Before we dive into the floating point numbers, let’s review. We can represent numbers as binary numbers. They follow the same pattern as decimal numbers. Instead of being to the power 10, it’s to the power of 2. So instead of 1, 10, 100, 1000, etc, each bit is 1, 2, 4, 8, 16, 32, and so on. We covered this in the lesson how do computers store numbers. Binary numbers work the same way for fractions.
Just as point 1 is really 1 over 10, the first fractional bit for a binary number is 1 over 2. Then it’s 1 over 4, 1 over 8 and so on. So if we took 1.75, in binary it would be 1.11. The first digit is 1 over 2 and the second is 1 over 4. One over 2, plus one over 4, is 3 over 4, or .75.
If you remember scientific notation, that works too. Take the decimal number 101.3, that’s 1.013 x 10^2. So if we had the binary number 101.11, that is represented as 1.0111 x 2^2. You’re probably asking what does this mean for floating point numbers?
The float can represent numbers from well… this one… to that one. The numbers can be positive or negative. The bits are ordered a different way than they were for integers. Its got three parts, the sign, the exponent and the mantissa. The first bit says if the number is positive or negative. That’s the sign bit.

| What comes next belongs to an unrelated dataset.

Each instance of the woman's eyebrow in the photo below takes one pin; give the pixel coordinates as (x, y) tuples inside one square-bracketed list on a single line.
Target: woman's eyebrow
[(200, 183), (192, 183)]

Positive or negative. The mantissa is our number in 23 bits, normalized as a scientific notation number. The exponent is 8 bits, and it’s like the exponent in our binary scientific notation, but the exponent is biased.
The word biased is a engineering thing. What it means in this case is we’re shifting the value by 127. So if the value in the exponent is 3, it really means is 127 + 3, or 130. Why would you want to do that? Well we want negative exponents too. This way we can represent fractional numbers with no whole part.
A couple of other numbers you can represent. If everything is zero, then the number is zero. The sign bit doesn’t really matter. If the sign bit is set, but everything else is a zero, that’s still zero. Sometimes called negative zero.
If all the exponent bits are set, but the mantissa bits are all zero, that’s a special number. That’s infinity. The sign bit tells us if its positive or negative infinity.
If all the exponent bits are set, and at least one mantissa bit is set, that’s another special number called a NaN. It stands for “not a number”. You can set your floating point number to a number, zero, infinity, or not a number. It doesn’t matter which mantissa bit or how many are set.
So lets represent 16.125 using a float. A float is a 32 bit number. We can represent 16 with 10000. The fractional part is .001. That makes the binary number 10000.001. To represent that in our scientific notation, we have 1.0000001 x 2^4.
Now we have to place this all in our floating point bits. The sign is positive, so thats 0. So 0 goes into bit 32. The exponent is 4. We need to bias the number, so that makes our exponent 127 + 4, or 131. We store 131 into bits 24-31. That is 10000011.
The last bit is the mantissa. Our scientific binary number is 1.000001. We know the first digit is a one, so we don’t store that. We just store the 000001 for the mantissa. The rest of the digits are zero. So our final number is 01000001100000010000000000000000. That’s what gets stored into a float.
A double is just a bigger float. It uses 1 bit for the sign, 11 bits for the exponent, and 53 bits for the the mantissa. It gives you more precision, and bigger values.
Those of you paying attention at home are thinking 1 + 11 + 53 is 65. It’s a 64 bit number. What gives? If you remember, the first digit of your mantissa is a 1, and we never store it. It’s an implied bit. That’s why we use the scientific notation. That way we know the first bit is always a 1, and we get it for free.
Lets create some floats and doubles. To create the types in Java, we use the same pattern we did for the integer types. We give the type, either float or double, a name for our number, and possibly a value. When defining a float, you need to add the letter f to the end of your literal. That tells Java it’s a float. If you leave it off, Java thinks your literal is a double. You can add d to the end of your double literals for clarity, but the default is double.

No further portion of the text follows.